Artist Statement
My paintings—oil on linen, set in ceramic or mixed-media frames—rely on intuition, personal history, research, and time. They question how images and stories are shared and translated across generations, asking: What role has visual culture played in writing our histories? Why have certain materials been championed in the history of art, while others—particularly those associated with women's work such as ceramics—have been relegated to the realm of craft? How can symbols be reordered and reframed to affirm primary desires that individuals share, while transcending the stories of our canons?
I am a third-generation Jewish New Yorker, living and working in the American South since 2018. In recent paintings I have been thinking about performance—as a means of recounting stories, but most importantly as a survival mechanism within an ever-shifting society. These recent paintings look to theater as a parallel space of paradox and suspended disbelief. They investigate the trope of "Mundus Inversus" (latin for "Upside-Down World") which began as a phenomenon in Greek drama wherein traditional roles were often reversed. Symbolism in my recent works draws from Yiddish theater, Greek drama, Commedia dell'arte, and music; while referencing the ongoing importance of reconciling gravity with levity.
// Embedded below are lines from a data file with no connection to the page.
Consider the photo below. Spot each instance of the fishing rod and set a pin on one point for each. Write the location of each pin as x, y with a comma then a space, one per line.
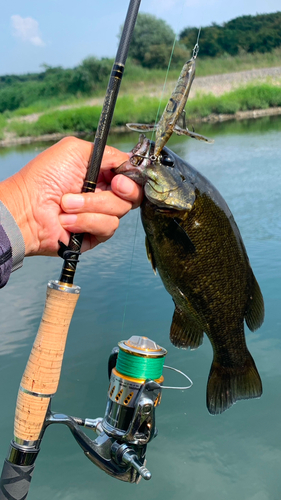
41, 376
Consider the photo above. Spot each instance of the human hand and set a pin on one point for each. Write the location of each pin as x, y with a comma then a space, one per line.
46, 201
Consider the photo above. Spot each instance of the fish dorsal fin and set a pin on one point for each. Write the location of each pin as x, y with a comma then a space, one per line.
185, 331
150, 255
181, 122
255, 308
141, 127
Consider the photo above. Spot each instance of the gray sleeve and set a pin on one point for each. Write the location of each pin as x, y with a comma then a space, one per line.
14, 234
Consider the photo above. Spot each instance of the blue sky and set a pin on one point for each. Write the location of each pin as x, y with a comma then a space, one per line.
64, 32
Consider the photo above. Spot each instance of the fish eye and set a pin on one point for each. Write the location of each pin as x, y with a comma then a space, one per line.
167, 162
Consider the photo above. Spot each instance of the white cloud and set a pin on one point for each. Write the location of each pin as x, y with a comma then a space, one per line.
27, 29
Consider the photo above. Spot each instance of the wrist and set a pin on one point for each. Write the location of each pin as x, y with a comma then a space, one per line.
14, 196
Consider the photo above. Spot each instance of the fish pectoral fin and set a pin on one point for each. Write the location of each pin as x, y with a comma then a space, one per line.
255, 308
226, 385
141, 127
181, 122
185, 331
150, 255
189, 133
178, 234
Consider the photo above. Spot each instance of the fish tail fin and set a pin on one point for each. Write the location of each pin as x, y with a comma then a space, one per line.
228, 385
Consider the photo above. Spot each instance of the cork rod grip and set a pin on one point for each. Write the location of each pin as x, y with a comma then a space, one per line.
42, 373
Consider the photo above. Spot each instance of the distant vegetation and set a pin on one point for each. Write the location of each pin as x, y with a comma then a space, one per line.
145, 109
243, 43
261, 33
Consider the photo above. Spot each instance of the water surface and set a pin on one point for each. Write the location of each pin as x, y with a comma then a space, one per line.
236, 455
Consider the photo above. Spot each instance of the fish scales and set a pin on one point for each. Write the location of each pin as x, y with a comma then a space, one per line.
195, 244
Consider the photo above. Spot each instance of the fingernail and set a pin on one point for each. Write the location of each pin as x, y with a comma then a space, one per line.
73, 201
125, 186
67, 219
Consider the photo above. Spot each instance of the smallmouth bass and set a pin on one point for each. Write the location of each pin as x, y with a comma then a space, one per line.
195, 244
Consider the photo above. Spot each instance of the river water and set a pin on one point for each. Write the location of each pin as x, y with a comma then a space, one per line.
236, 455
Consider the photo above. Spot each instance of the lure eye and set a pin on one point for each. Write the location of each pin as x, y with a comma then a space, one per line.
167, 162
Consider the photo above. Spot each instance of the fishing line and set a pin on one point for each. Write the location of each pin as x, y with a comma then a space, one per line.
130, 273
164, 85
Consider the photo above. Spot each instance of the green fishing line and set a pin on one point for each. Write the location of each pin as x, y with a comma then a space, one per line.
138, 366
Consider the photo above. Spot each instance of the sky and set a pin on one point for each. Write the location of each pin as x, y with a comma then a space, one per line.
64, 32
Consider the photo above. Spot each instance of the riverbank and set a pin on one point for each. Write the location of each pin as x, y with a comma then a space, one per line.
233, 96
11, 140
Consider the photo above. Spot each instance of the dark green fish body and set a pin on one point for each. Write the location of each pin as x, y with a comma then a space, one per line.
195, 244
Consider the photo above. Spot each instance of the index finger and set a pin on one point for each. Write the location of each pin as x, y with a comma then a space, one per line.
112, 158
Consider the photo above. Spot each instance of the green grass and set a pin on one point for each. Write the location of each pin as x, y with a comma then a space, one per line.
145, 110
250, 97
26, 97
3, 124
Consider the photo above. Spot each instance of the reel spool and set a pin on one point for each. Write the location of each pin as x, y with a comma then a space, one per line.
136, 376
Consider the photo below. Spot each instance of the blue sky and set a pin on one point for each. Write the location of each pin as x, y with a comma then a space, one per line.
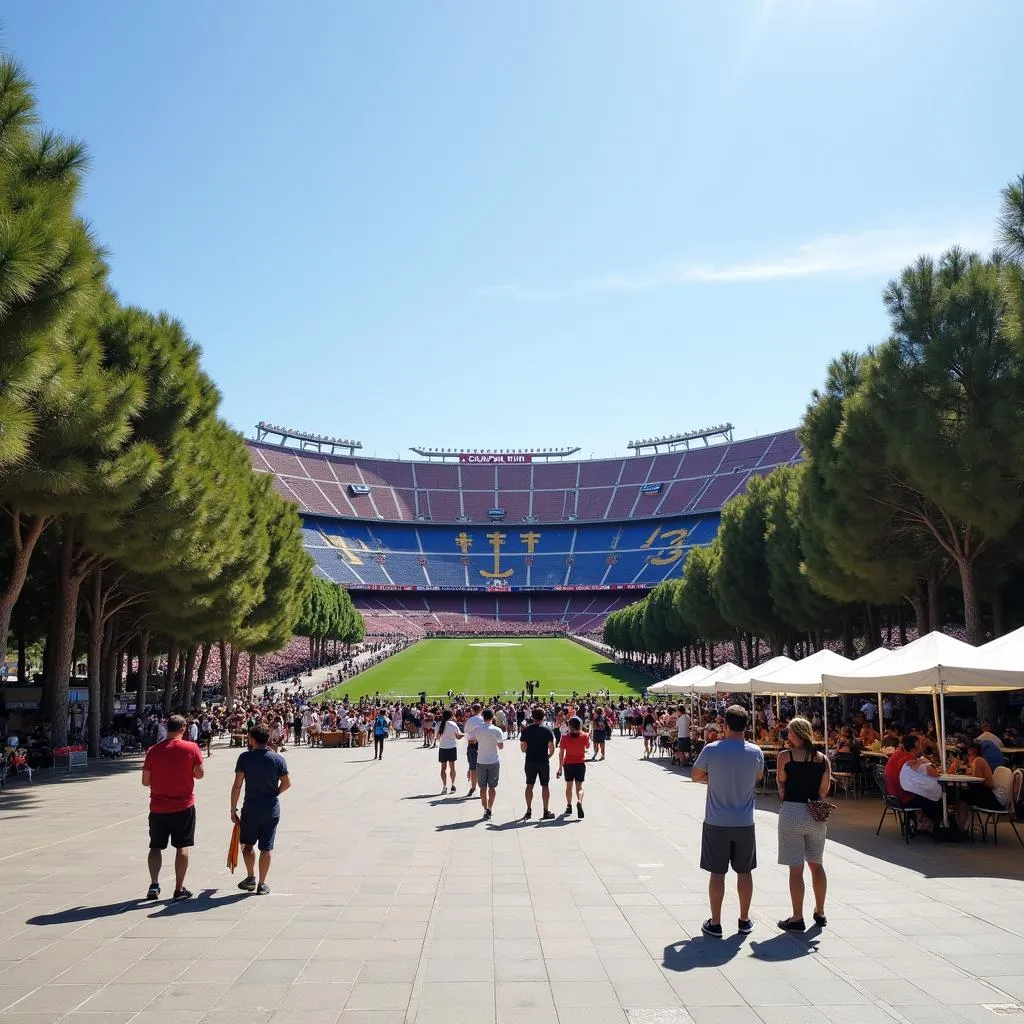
517, 224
My investigation into archetypal imagery is informed in part by Carl Jung's theories of the collective unconscious. I approach each painting without a clear plan, and by working in many layers of paint, I try to find synchronicity in combinations of colors, forms, and symbols. These combinations ultimately form their own narratives, which have strong resonances with both personal and collective experience. I hand-build multimedia frames for each painting through a similar intuitive process, elevating the frame's importance from a secondary status of ornamentation to a vital part of the artwork that demarcates a space of suspended disbelief, much like the proscenium of a stage.